His response to them is the second thing I want to reflect on, and it may cause even more dismay than the first: “It is not for you to know the times or seasons which the Father has fixed by his own authority.” Not for you to know! Could He have said anything that cuts closer to the heart of our inquisitive, controlling, information-gathering generation? Nowadays we can learn almost anything we want to know with a few mouse clicks. And the deeper things, which are more than mere information and hence can’t be searched online, we still think we have a right to know, and now.
But the Lord is telling us something very important here. He’s telling us there are some things we do not have a right to know—at least not at whatever moment we may desire to know them. Some things are fixed by the Father’s own authority and reserved for such time as He chooses to reveal them. This is a lesson in humility for us. We have no right to demand anything from God—not only certain things we may desire, but also the timing of his plans. His will does not have to fit our schedule; He is not obliged to inform of what He is up to every step of the way.

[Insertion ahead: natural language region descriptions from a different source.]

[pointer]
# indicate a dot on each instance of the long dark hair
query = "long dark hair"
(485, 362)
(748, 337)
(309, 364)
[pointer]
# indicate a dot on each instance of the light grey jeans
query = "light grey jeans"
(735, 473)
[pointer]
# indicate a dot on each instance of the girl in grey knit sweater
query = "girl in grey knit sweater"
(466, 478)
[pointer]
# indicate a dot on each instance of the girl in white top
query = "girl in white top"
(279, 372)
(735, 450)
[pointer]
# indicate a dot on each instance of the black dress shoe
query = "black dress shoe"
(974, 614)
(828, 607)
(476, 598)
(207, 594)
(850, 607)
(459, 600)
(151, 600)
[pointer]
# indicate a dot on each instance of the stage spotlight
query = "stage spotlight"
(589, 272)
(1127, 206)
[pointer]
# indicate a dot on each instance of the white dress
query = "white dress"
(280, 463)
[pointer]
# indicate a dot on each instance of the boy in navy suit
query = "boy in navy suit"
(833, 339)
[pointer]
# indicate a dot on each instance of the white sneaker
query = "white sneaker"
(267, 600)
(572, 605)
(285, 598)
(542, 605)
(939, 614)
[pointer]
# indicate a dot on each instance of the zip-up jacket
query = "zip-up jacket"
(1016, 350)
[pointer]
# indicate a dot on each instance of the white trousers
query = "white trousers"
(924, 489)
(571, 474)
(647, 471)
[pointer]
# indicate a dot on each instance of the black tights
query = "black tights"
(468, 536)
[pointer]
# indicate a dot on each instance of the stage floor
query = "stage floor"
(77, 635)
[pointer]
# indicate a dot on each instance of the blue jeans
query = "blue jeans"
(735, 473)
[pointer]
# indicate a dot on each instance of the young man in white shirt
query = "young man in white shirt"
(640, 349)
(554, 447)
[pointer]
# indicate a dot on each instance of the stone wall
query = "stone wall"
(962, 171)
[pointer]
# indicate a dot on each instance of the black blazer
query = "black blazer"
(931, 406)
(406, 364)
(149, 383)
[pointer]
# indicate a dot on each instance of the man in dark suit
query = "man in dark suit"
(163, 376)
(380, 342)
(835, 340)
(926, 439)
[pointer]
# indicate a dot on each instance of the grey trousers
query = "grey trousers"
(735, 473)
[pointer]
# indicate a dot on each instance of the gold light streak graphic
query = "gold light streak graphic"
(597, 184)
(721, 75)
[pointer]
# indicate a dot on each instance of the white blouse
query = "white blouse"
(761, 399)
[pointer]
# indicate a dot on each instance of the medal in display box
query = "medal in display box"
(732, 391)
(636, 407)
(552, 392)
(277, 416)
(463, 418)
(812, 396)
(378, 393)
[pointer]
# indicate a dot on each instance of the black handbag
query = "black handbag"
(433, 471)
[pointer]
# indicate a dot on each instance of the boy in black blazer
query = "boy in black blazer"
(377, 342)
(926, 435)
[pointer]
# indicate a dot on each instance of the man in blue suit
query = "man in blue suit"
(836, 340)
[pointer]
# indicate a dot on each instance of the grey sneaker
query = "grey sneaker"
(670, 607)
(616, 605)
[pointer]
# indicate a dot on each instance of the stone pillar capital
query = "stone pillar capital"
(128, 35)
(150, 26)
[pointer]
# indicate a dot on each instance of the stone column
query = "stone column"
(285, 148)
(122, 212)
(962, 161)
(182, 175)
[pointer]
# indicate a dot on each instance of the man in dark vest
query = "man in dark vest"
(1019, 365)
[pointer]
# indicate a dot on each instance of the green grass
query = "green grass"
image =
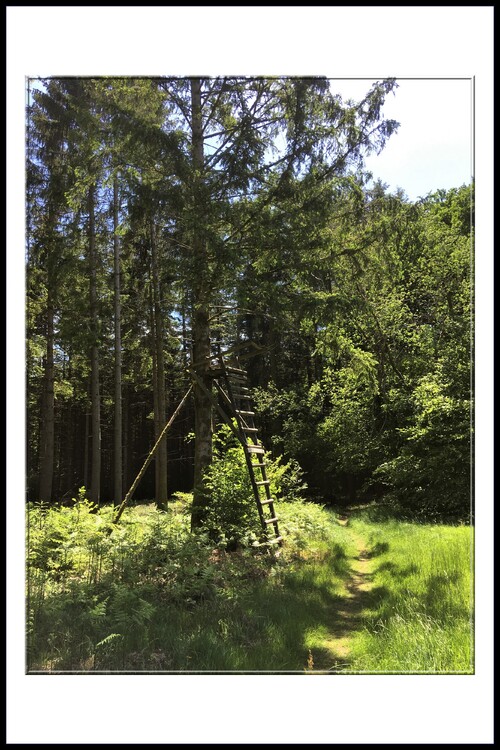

Shortly after I had read that passage, a friend of mine was here on retreat. She has been trying to discern for some time whether her vocation is marriage or religious life, but had not reached any clarity. So, since misery loves company, I read her the above passage—if it’s not for me to know what I’d like to know, then it’s not for her to know what she’d like to know, either! I’m being a bit facetious here; those words of the Lord are actually a kind of consolation. Even though my friend did not immediately receive them with joy, she soon understood that the more we accept the Lord’s way of doing things (or not doing them, as the case may be), the more peace we will have. She didn’t have to worry that there was some wrongdoing on her part that was the reason for her lack of clarity on her vocation; it was simply that at this present moment it was not for her to know the time the Father had fixed by his own authority. When it is time, she will know. (Of course, it is possible that some habitual grave sin could be an obstacle to discerning the Lord’s will, but after talking for a considerable time with her, I judged her to be in good spiritual health, and even extraordinarily faithful for a young woman trying to be a good Catholic amid the heavy pressures of an almost godless society.)
So, when we at times find ourselves a bit impatient with the Lord, or curious as to what He plans to do with us, or what is the next step we are supposed to take, we might have to simply rest in the awareness that it is not for us to know, not right now anyway. When it is time for us to know, we will. We need to humble ourselves and perhaps listen to what the Lord had to tell Job—you know, reminding him that he wasn’t around when God was setting the stars in place and making boundaries for land and sea, etc, and therefore little Job was probably just a tad short on eternal wisdom.
It’s a good reality check for us to realize that there are some things that are just not for us to know. But the Father knows, and all times and seasons are fixed not only by his divine authority, but also by his loving providence, so we can trust Him absolutely. And that blessed fact is for us to know.